The trolley problem is great because it gets students to thinking about the idea of weighing life against life and active versus passive moral choice. It also illustrates the nonvoluntary nature of such choices. It’s possible that, should you be driving the trolley, instead of just being the person who can switch it, that your poor driving made the trolley go out of control and the situation is of your making. But it’s also just as likely that some trolley mechanic made a mistake, or simply, that luck is against us and something necessary broke, putting us into a position where we have to make a choice that is, by all accounts, shitty no matter what we do. There are so many riffs on the answer of what you should do that I won’t got into them, save to note that the BBC illustration, while simple, does a good job of outlining the issues you must weigh in making the decision.

The trolley problem is important to questions of public policy. The decision to use the atomic bomb was a real-world, horrible example of the trolley problem.

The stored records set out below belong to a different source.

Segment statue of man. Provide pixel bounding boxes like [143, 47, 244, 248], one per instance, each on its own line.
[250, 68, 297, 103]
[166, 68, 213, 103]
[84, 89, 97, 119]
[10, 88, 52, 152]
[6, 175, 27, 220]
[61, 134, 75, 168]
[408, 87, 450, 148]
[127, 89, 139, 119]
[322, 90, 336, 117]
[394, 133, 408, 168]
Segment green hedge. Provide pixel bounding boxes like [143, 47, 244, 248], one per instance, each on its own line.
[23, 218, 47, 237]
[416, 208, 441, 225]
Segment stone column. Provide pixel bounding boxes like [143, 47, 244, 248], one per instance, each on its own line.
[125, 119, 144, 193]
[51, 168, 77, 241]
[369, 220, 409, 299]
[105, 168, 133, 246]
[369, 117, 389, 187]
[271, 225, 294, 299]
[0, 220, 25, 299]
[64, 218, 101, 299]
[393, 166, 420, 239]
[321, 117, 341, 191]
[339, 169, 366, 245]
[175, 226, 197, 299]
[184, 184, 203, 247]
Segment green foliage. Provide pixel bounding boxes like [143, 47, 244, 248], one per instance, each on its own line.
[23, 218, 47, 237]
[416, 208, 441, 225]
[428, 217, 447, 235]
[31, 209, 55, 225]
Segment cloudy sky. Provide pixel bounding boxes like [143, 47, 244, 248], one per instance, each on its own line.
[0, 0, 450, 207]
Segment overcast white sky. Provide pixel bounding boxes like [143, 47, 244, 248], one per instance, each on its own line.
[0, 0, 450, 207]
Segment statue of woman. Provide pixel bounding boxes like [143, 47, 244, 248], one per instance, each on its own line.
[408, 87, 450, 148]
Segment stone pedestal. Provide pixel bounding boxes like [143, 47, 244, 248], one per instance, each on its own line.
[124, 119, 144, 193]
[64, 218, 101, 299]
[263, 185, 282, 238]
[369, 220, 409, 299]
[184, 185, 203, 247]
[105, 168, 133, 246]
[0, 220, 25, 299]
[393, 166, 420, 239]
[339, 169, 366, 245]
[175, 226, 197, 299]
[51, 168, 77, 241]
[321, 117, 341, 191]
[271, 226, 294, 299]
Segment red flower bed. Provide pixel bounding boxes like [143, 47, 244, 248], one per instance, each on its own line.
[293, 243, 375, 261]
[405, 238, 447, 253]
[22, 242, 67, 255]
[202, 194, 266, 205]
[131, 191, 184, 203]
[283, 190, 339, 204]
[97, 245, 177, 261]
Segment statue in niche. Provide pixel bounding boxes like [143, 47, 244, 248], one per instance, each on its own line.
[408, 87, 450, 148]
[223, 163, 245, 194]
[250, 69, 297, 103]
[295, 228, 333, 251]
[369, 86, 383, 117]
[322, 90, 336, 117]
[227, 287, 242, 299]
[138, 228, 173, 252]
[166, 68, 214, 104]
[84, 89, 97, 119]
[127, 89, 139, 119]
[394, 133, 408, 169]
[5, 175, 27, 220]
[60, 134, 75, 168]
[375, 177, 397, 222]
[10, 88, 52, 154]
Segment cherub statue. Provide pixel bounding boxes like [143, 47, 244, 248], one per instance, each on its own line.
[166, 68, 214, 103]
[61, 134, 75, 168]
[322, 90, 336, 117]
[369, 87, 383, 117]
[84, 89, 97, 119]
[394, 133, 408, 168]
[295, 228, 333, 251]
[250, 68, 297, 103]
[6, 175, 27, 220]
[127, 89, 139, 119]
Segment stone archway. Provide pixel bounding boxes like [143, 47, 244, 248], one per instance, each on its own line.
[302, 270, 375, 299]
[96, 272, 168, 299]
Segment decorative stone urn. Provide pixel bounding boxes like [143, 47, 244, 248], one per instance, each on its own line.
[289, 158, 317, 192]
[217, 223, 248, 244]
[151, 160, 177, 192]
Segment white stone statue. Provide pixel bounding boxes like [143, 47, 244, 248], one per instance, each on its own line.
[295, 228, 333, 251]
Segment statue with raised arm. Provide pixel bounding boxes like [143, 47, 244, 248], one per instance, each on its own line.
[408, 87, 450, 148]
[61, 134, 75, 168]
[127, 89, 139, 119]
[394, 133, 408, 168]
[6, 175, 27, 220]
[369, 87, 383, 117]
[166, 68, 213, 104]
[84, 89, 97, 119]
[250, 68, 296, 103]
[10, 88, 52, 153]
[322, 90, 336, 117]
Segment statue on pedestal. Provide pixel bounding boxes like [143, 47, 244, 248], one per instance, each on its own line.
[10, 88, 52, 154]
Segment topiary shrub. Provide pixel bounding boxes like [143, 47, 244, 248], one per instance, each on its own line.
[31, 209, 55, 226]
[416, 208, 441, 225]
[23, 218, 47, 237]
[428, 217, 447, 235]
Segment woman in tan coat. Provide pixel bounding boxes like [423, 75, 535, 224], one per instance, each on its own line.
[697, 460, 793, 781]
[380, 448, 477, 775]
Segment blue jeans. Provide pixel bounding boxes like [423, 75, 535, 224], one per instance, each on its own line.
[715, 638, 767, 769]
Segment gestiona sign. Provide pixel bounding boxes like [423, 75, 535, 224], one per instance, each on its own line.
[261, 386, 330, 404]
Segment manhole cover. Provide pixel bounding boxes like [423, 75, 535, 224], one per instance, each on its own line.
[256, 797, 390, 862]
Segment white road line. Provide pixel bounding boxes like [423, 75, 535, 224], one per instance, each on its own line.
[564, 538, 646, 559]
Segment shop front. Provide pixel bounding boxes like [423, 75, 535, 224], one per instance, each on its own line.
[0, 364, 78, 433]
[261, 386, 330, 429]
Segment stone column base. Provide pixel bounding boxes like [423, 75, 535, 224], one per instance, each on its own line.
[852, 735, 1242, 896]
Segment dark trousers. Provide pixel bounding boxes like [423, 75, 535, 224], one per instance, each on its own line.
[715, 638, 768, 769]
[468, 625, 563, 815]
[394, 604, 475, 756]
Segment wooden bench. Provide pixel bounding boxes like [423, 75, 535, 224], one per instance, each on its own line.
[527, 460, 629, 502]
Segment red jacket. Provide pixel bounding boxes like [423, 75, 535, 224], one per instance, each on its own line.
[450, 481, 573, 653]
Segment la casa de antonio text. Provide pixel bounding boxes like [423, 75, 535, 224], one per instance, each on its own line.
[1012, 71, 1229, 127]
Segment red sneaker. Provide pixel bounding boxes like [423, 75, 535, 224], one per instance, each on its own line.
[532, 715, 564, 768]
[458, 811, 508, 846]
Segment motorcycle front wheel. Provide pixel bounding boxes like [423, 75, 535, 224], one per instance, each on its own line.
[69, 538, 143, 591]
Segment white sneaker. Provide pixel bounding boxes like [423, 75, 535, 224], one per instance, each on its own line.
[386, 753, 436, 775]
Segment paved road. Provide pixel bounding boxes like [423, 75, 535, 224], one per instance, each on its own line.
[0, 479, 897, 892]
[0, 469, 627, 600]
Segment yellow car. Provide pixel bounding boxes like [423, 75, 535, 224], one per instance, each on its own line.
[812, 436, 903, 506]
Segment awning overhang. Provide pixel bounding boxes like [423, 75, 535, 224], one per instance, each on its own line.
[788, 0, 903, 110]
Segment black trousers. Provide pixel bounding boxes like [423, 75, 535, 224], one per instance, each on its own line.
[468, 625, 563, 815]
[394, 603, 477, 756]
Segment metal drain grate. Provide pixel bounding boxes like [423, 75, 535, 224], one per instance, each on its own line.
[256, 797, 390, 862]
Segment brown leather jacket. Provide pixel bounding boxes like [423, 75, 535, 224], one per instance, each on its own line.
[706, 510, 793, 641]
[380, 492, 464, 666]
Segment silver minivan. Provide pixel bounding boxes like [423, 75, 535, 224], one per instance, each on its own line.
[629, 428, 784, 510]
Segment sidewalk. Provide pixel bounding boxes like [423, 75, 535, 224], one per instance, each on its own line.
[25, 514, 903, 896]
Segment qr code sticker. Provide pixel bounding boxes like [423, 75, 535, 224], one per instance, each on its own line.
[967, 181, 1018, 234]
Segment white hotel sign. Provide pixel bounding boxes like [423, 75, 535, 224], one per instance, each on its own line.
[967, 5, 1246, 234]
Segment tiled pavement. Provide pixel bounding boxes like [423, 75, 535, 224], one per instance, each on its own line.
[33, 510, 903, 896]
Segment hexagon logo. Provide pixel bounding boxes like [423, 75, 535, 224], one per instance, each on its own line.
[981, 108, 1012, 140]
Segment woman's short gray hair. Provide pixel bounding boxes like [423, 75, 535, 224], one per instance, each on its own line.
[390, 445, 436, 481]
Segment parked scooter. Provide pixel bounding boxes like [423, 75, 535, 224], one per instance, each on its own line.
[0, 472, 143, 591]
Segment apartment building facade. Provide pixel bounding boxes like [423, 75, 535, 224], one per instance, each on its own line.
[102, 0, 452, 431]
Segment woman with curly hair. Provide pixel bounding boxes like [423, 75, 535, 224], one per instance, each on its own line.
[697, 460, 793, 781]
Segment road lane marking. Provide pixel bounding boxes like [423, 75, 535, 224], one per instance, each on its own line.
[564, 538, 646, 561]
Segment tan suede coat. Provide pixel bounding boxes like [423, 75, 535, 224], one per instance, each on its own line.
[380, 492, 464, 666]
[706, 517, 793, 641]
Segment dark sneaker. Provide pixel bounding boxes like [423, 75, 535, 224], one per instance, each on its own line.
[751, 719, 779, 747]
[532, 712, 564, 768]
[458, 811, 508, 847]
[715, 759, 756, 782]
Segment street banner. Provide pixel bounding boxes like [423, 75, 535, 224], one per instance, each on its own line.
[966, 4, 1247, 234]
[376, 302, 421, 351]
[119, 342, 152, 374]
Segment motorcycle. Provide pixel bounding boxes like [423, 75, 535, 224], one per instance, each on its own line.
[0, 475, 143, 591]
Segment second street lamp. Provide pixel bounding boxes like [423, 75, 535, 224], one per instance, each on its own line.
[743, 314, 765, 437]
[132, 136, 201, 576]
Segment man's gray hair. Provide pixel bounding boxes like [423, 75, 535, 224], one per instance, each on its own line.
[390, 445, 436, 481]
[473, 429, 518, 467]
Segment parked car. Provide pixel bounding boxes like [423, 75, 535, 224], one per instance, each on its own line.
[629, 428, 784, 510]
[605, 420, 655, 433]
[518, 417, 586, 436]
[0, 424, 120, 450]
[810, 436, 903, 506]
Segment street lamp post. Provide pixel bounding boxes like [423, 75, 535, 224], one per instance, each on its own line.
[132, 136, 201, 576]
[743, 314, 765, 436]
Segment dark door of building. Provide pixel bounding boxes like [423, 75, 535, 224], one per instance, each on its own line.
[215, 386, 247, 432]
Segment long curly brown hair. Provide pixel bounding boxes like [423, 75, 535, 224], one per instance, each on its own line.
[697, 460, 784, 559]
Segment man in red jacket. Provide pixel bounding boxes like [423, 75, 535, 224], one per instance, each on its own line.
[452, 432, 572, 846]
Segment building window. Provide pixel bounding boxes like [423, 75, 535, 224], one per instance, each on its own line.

And after years of having both ethicists and scientists sniff that the little trolley problem is irrelevant because it is neither solvable in a “Science” way (with a Capital S) or, from the ethicists, nuanced (my new least-favorite word) in the manner of real-world ethical problems, driverless vehicle technology brings us back here again.

Here is a really nice discussion of the question from MIT: why driverless cars must be programmed to kill. The problem that the trolley example tries to help us work through never become irrelevant. Once all the solvable problems get solved–the technology, the engineering–we are always left with ourselves, and the problems we make solving all the solvable problems.

In reality, we’ll probably program cars to do what results in the least liability for the manufacturer. But it’s worth thinking about.